Selon M. Pfeffer, cette expérience montre qu’une reconfiguration des rôles peut améliorer à la fois la santé des employés et l’efficacité pour le client. « En fait, les deux peuvent se renforcer mutuellement », ajoute-t-il.
Soutien social
Les entreprises devront en outre éviter de dresser les employés les uns contre les autres en prônant une culture de compétition. Autre approche à proscrire : celle de considérer l’employé comme un facteur de production, avec qui l’on échange de l’argent contre un travail. Ces approches affaiblissent la collaboration et les liens sociaux.
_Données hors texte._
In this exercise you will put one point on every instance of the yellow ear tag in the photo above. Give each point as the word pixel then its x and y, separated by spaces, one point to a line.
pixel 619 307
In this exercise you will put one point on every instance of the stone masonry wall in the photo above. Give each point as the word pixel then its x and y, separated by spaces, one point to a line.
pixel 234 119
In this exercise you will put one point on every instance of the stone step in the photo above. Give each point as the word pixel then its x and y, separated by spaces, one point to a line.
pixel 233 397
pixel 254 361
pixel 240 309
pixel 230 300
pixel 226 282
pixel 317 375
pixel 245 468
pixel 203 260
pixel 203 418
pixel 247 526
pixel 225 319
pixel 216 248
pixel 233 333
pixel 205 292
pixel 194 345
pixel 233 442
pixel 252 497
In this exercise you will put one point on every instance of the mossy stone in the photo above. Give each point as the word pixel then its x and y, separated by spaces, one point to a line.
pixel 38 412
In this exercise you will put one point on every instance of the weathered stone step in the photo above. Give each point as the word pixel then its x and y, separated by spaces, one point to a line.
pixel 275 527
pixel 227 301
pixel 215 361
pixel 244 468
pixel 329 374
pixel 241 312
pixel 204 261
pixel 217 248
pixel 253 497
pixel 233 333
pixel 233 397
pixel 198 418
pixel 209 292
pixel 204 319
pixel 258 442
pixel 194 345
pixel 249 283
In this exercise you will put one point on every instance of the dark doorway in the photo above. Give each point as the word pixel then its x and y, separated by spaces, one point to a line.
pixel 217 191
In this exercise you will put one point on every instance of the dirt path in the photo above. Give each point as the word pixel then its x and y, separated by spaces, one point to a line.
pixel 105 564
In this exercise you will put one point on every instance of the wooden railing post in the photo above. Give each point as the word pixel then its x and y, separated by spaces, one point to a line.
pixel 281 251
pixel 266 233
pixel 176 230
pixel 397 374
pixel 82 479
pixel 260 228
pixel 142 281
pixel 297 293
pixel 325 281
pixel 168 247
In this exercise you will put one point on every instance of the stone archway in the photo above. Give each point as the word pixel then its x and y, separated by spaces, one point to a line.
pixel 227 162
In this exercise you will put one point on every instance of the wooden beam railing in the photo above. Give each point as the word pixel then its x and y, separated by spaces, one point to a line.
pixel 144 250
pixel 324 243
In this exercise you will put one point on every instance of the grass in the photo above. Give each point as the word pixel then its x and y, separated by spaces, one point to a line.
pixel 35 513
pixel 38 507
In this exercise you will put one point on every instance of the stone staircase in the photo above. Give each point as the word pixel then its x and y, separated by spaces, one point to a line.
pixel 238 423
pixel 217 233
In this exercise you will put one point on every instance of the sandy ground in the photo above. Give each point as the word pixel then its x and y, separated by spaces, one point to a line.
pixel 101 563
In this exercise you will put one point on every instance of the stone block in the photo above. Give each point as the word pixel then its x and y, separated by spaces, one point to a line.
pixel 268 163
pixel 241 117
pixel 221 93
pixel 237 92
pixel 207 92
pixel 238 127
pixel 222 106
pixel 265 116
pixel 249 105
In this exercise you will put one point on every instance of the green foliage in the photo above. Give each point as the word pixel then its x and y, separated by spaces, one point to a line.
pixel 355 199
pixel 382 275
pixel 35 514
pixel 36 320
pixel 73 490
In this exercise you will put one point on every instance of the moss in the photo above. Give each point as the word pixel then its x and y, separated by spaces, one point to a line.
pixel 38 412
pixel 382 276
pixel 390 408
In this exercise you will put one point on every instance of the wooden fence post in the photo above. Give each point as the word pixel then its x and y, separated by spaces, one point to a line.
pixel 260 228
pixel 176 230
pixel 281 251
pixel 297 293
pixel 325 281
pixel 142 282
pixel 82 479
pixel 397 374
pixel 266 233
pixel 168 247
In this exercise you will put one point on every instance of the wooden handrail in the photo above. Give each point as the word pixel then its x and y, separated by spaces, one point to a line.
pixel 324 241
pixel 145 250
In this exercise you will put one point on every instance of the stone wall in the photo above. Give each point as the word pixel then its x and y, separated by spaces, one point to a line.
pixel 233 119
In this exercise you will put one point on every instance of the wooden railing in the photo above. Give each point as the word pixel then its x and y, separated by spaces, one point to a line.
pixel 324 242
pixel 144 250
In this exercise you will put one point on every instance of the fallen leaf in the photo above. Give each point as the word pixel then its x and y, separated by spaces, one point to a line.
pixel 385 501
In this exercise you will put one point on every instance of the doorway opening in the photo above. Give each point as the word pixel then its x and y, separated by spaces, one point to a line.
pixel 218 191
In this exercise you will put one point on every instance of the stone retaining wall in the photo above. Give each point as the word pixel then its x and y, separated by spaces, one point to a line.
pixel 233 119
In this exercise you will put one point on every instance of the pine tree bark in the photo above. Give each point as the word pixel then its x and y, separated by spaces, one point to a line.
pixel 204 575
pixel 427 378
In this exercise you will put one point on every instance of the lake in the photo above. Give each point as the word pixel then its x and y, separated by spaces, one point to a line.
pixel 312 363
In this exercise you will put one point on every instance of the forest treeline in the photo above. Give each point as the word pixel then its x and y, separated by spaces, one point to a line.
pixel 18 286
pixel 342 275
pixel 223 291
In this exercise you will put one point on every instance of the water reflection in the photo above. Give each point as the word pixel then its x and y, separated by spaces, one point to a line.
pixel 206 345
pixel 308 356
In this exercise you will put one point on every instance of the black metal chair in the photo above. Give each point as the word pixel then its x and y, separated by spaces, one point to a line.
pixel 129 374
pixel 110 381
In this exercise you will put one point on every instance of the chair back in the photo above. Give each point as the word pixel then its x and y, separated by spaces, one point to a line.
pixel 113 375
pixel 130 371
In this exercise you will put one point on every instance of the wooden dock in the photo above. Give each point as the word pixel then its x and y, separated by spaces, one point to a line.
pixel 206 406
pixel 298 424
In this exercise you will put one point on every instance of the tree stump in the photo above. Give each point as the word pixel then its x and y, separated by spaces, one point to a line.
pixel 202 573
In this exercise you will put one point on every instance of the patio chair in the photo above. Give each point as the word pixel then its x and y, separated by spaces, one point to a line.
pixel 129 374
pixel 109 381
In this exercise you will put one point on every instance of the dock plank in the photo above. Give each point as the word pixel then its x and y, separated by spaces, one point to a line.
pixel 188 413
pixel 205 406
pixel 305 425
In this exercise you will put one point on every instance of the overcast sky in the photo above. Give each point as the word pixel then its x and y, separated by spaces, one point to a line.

M. Pfeffer recommande plutôt aux entreprises de prendre quatre résolutions :
– Démontrez votre engagement à venir en aide
Après le décès accidentel d’un employé, la multinationale américaine de logiciels SAS Institute décide de maintenir l’inscription de ses enfants à la garderie des employés de la compagnie.
– Encouragez les employés à prendre soin les uns des autres
La compagnie de soins de santé américaine DaVita a créé un réseau qui permet aux employés de contribuer à un fonds d’aide en temps de crise. DaVita égale la contribution des employés, jusqu’à un montant de 250 000 $.
– Changez le langage
Évitez le langage des titres qui met l’accent sur les divisions et adoptez un langage cohérent avec l’idée de communauté. DaVita se décrit comme un village. Le PDG s’appelle souvent lui-même le « maire », et les employés sont constamment désignés comme des coéquipiers plutôt que des travailleurs.
– Soutenez les connexions partagées
Favorisez les évènements qui rassemblent les gens d’une façon plaisante et significative, fêtes, bénévolat, célébration d’un employé ou lancement de produits. Par exemple, Southwest Airlines est réputé pour ses parties d’Halloween.